I do my very best to encourage my kids to be active every day. This makes birthdays and Christmas a breeze because my husband and I simply choose gifts for the kids that support their favourite activities and outdoor play. Little did we know that giving gifts like this would actually create a love of recreation and participation in a sport we didn’t see coming.
Flashback. A year ago we bought our son a run bike for his birthday. From the parenting standpoint, a bike that will teach your children balance and stability seemed like a no-brainer. Plus, we didn’t have to push a tricycle around the neighbourhood with a sawed off hockey stick!
He loved it. I mean loved it. I thought he was going to sleep with the bike. He got on, rode, and had a huge grin on his face. When we told him it was time to come in, he cried.

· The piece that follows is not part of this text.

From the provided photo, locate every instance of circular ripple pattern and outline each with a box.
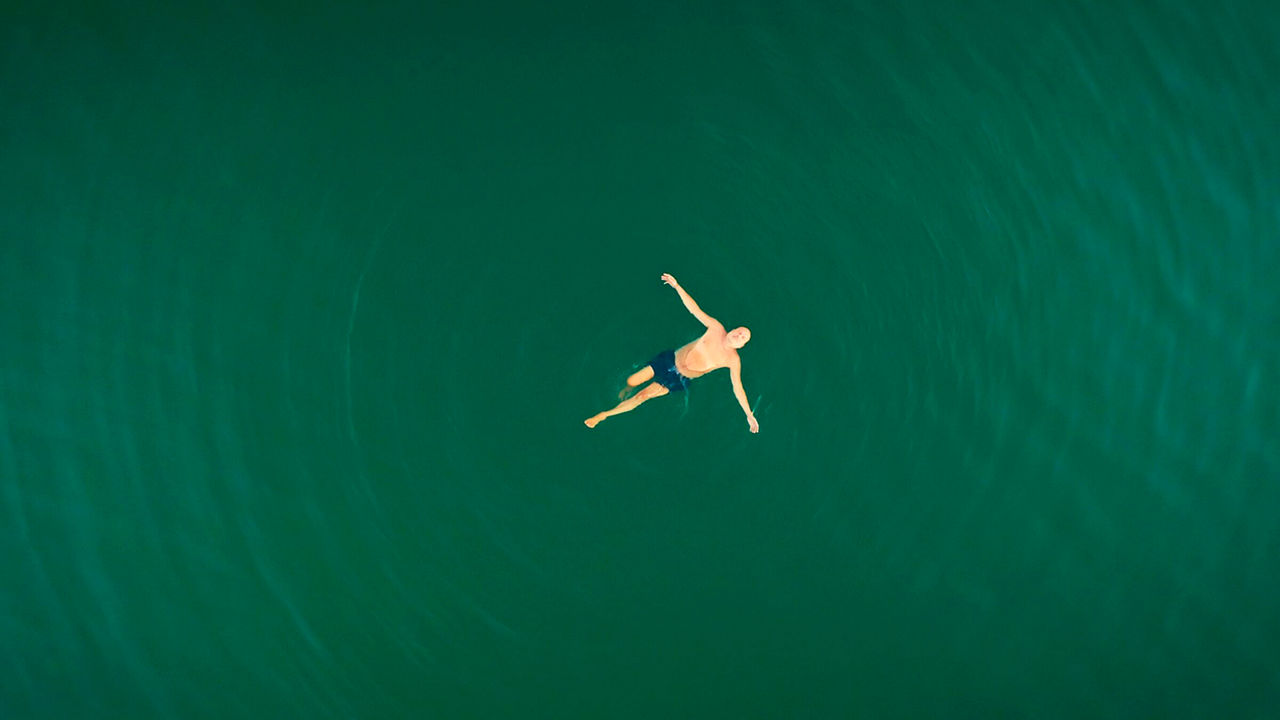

When we went on walks, he asked politely to ride his bike. I said yes. He rode faithfully in every season: winter, spring, and fall.
This year, we enrolled him in a program called SprocKids put on by our local mountain bike club. (Did I mention we live in Alberta’s mountain bike mecca with a free, 37-acre bike park?) As you can imagine, my little mountain biker took right to it — and on the first night he was tackling skills park obstacles that made hairs on my head turn grey. One such obstacle was taller than I was, but he persisted.
But my mountain biker wasn’t done. He spied my bike in the shed, and he called me out: “Mommy, will you go biking with me?” I was floored. I hadn’t biked since high school, and my old Raleigh is from around 1993.
“It’s not about the gear,” I told myself as I inflated the tires on my old bike. I loaded the bikes in the back of my husband’s truck and we drove over to the bike park. I wondered how I was going to thrive on the adventure.
I was richly rewarded for my efforts.
For one thing, I participated in an activity with my child. And I didn’t have to do all the work by pushing or carrying. It was an activity he loved and he told me about every trail, every move, with such delight.
It was a revelation. We can actually now participate in a physical activity together. It’s not a “parent & tot drop in”, we’re at the independent stage, the “just like mom” stage.
We’ve guided him down the path to becoming a little mountain biker and now he’s ripping up the trails and inspiring us to be active, too.
After our little ride, I was inspired to get back on my bike after a long absence. I missed it, and I didn’t even realize it until I was back in the saddle.
And what they say is true: you never forget how to ride a bike.